Publicado em 11/05/2026 às 06:00.


A cidade que queremos construir não pode conviver com a normalização do crime. Foi com essa convicção que apresentei o projeto que deu origem à Lei nº 12.000 de 2026, recentemente sancionada pela Prefeitura de Belo Horizonte, criando o Programa de Combate à Cultura do Crime Organizado no município. Trata-se de mais um passo firme na defesa da ordem, da cidadania e do respeito às famílias de bem da nossa capital.

Nos últimos anos, infelizmente, vimos crescer em diversas cidades brasileiras a presença de símbolos ligados a facções criminosas estampados em muros, escolas, praças, cemitérios e espaços públicos.

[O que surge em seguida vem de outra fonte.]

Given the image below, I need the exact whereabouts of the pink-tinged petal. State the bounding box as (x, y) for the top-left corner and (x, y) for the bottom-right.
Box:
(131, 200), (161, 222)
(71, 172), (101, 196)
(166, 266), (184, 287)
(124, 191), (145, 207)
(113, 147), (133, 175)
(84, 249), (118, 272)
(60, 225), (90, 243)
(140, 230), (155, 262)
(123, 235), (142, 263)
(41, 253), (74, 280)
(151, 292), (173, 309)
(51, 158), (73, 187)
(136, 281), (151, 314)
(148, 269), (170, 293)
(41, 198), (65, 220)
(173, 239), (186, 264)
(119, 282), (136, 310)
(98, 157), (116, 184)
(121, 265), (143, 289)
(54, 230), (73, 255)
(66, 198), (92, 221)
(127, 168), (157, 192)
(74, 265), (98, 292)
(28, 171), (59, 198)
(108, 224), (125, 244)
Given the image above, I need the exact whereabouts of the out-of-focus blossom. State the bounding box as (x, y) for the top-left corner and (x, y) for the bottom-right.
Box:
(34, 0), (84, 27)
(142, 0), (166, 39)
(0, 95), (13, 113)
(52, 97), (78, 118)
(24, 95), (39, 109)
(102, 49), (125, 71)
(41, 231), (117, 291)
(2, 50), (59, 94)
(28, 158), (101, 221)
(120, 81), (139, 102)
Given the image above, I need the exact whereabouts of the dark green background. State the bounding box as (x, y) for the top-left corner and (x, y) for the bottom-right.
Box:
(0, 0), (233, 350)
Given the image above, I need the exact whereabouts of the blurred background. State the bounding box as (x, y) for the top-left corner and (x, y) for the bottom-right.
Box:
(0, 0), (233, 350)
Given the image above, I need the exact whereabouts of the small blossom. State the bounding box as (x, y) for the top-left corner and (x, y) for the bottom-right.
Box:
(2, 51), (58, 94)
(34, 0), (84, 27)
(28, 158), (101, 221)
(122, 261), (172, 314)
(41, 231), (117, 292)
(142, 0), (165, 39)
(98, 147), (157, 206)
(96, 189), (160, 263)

Não estamos falando apenas de pichações. Estamos falando de mensagens que intimidam comunidades, afrontam o poder público e tentam transformar o crime em referência cultural para crianças e jovens.

Isso é grave. E não pode ser tratado como algo banal.

O Estado não pode permitir que organizações criminosas ocupem simbolicamente os espaços públicos enquanto o cidadão trabalhador se sente acuado dentro do próprio bairro. Quando uma facção deixa sua marca em um muro ou em uma escola, ela não está apenas vandalizando patrimônio público. Ela está transmitindo poder, domínio e influência social.

Minha lei nasce exatamente para enfrentar essa realidade.

A nova legislação determina ações para retirada de símbolos, sinais e nomes que façam apologia ao crime organizado em patrimônios públicos, escolas municipais e até lápides de cemitérios públicos. Além disso, cria mecanismos importantes, como canais seguros de denúncia, capacitação de servidores municipais e programas educativos voltados para a conscientização da juventude sobre os perigos do envolvimento com o crime.

A proposta também reforça algo em que acredito profundamente: combater a criminalidade não é responsabilidade apenas da polícia. É um esforço coletivo que envolve educação, prevenção, inteligência e presença firme do poder público.

Precisamos impedir que o crime ocupe o imaginário dos nossos jovens. Nenhuma criança pode crescer acreditando que facção criminosa representa pertencimento, proteção ou oportunidade. Nosso dever é mostrar que o verdadeiro caminho está na educação, no trabalho digno, na família e nos valores que constroem uma sociedade saudável.

Como vereador, tenho buscado atuar não apenas na solução dos problemas imediatos da cidade, mas também nas causas que alimentam a violência e a degradação social. Essa lei tem justamente esse objetivo: impedir que a cultura do crime avance silenciosamente sobre nossos espaços públicos e sobre a mente das novas gerações.

Belo Horizonte é uma cidade de gente trabalhadora, honesta e que deseja viver em paz. Não podemos aceitar que símbolos do medo se tornem parte da paisagem urbana.

Seguirei firme na defesa da ordem, da segurança e da proteção das famílias belo-horizontinas. Porque cidade boa é cidade onde o cidadão de bem se sente respeitado e o crime, combatido.